Critique film
Publié le 13/04/2018 à 13h14 par Floriane
Utu
8 /10

Nouvelle-Zélande, 1870. Te Wheke, un éclaireur des troupes coloniales, retrouve sa tribu massacrée par l’armée pour laquelle il travaille. Trahi et fou de douleur, il jure de se venger et d’infliger le même châtiment - UTU - aux Pakehas (les Néo-Zélandais d’origine européenne).

En 1983 le réalisateur Geoff Murphy venait présenter hors-compétition au Festival de Cannes son dernier long métrage "Utu". Le film qui à l'époque détenait le record du film le plus cher jamais produit en Nouvelle-Zélande (record détenu maintenant par un certain Peter Jackson.) est un film sur la vengeance (traduction littérale du titre), mais pas que.

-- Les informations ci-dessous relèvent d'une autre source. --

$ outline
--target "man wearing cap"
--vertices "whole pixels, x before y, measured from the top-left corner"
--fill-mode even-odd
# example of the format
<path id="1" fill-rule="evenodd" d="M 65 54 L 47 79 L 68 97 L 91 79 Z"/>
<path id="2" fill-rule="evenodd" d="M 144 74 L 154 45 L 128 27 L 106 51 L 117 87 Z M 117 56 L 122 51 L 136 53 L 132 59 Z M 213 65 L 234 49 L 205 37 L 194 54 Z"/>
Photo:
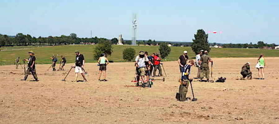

Charcuté au montage lors de sa sortie salles en 1984, "Utu" ressort aujourd'hui dans une version supervisée par son réalisateur. Avec sa première séquence de massacre violente au montage saccadé, Murphy plante le décor de son film et les enjeux de son personnage principal, le renégat Te Wheke. Incarné par l'acteur débutant, mais au charisme impressionnant, Anzac Wallace, Te Wheke est un personnage tiraillé entre deux cultures. Entre son amour pour les traditions maories et son éducation européenne, l'homme à la fois fascine (son utilisation de l'œuvre de Shakespeare, "Macbeth") et terrifie (sa cruauté).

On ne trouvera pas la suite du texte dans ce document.